Infrastructure Firmware Upgrade: Beyond CLI Commands and Change Windows
When a piece of infrastructure needs a firmware upgrade, most engineers and consultants typically think of two things:
- the set of CLI commands to enter on each individual device,
- the date of the maintenance window. A proper firmware upgrade is much more than that. Here is my framework for infrastructure firmware upgrades, which remains relevant whether we are dealing with CLI-managed devices or software-defined GUI-based controllers. I dissect it into the following phases.
Alignment phase#
- Define scope of work.
- Explain the intended preparatory work and align it with customer expectations.
- Define the responsibilities.
- Define the nature of the interaction with the customer: preferred and reasonable type of communication (calls, workshops), remote vs onsite, frequency.
Deliverables and Output#
- Scope of Work
- RACI Matrix
Discovery phase#
In this phase, the following data must be gathered:
- vendor and model of the underlying hardware: chassis, supervisor modules, I/O modules, etc. A simple listing of the hardware is enough for this phase, because the inspection phase might reveal the necessity of collecting additional data on the hardware if some caveats are documented by the vendor.
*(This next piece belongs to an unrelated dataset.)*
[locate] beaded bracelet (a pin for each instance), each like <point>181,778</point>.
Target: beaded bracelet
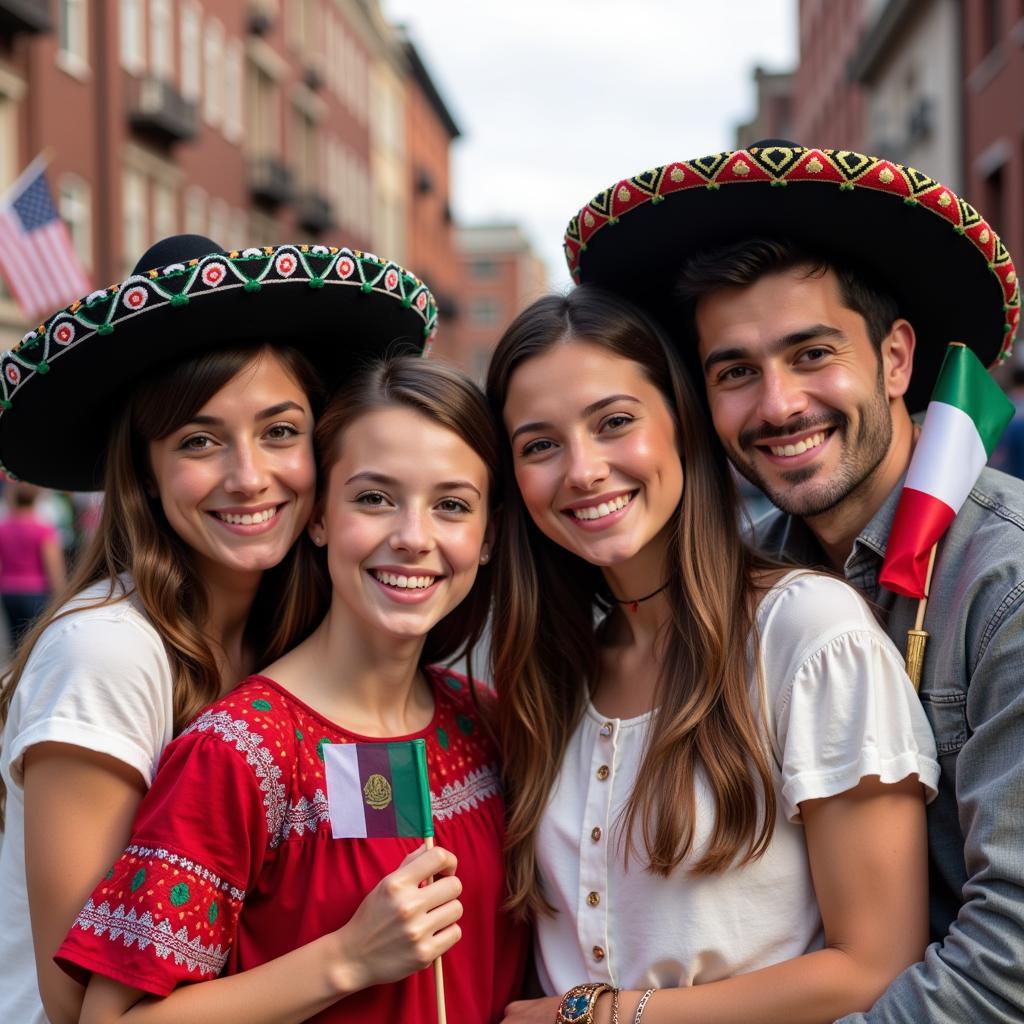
<point>642,1004</point>
<point>578,1004</point>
- Software type and version: Not only the main piece of software that runs the system, but also any software version that runs sub-components. A good example for this are the EPLD components on Cisco Nexus switches which might need to be upgraded separately. The Discovery phase might generate insights that change the fate of the firmware upgrade project, such as when the target version constitutes a deviation from a recommended vendor version or has not been extensively tested by the vendor.
Required Input#
- vendor-specific CLI commands or GUI reports (e.g. ‘show tech-support’ on Cisco NX-OS and IOS-XE platforms).
Deliverables and Output#
- an inventory of the hardware components and their software versions.
Inspection Phase#
This phase focuses on reading project-related vendor documentation with the goal of looking for possible caveats like hardware incompatibilities, software incompatibilities, unsupported features, software behavior changes. Any serious caveats must be discussed with the customer for the purpose of taking an informed decision.
Required Input#
- official vendor documents: Release Notes, Upgrade Guides, etc.
Deliverables and Output#
- Risk Assessment: based on the deliverable from the Discovery phase, write down the caveats for each hardware component of the infrastructure to be upgraded.
Planning Phase#
In this phase, the Method of Procedure is built. Ideally, the Method of Procedure is presented to the vendor with a request for comments. The availability of a Support Engineer must be discussed and documented with the vendor in advance. This becomes important when the underlying hardware is old. The process of reserving an engineer might vary from vendor to vendor. Rollback scenarios and feasibility must be discussed with the customer.
Deliverables and Output#
- MoP: Method of Procedure: an ordered list of both technical and operational steps necessary for a successful execution, verification (using pre- and post-checks) and troubleshooting of the upgrade job. It relies heavily on the vendor technical procedures while taking into consideration the customer infrastructure constraints.
- Pre-checks List
- Post-checks List
- Rollback procedure
The Execution Phase#
In this phase, the upgrade action itself is carried out. Coordination with the customer is mandatory: date and time of the action, possible paperwork expected (registration at the reception of the customer facilities). Rollback is initiated when one or more of the following triggers is activated:
- an operational incident, which prevents the further execution of the upgrade process, occurs: unexpected power outage, uncoordinated event requires the availability of the infrastructure (e.g. the Storage team initiated a replication and did not inform the customer)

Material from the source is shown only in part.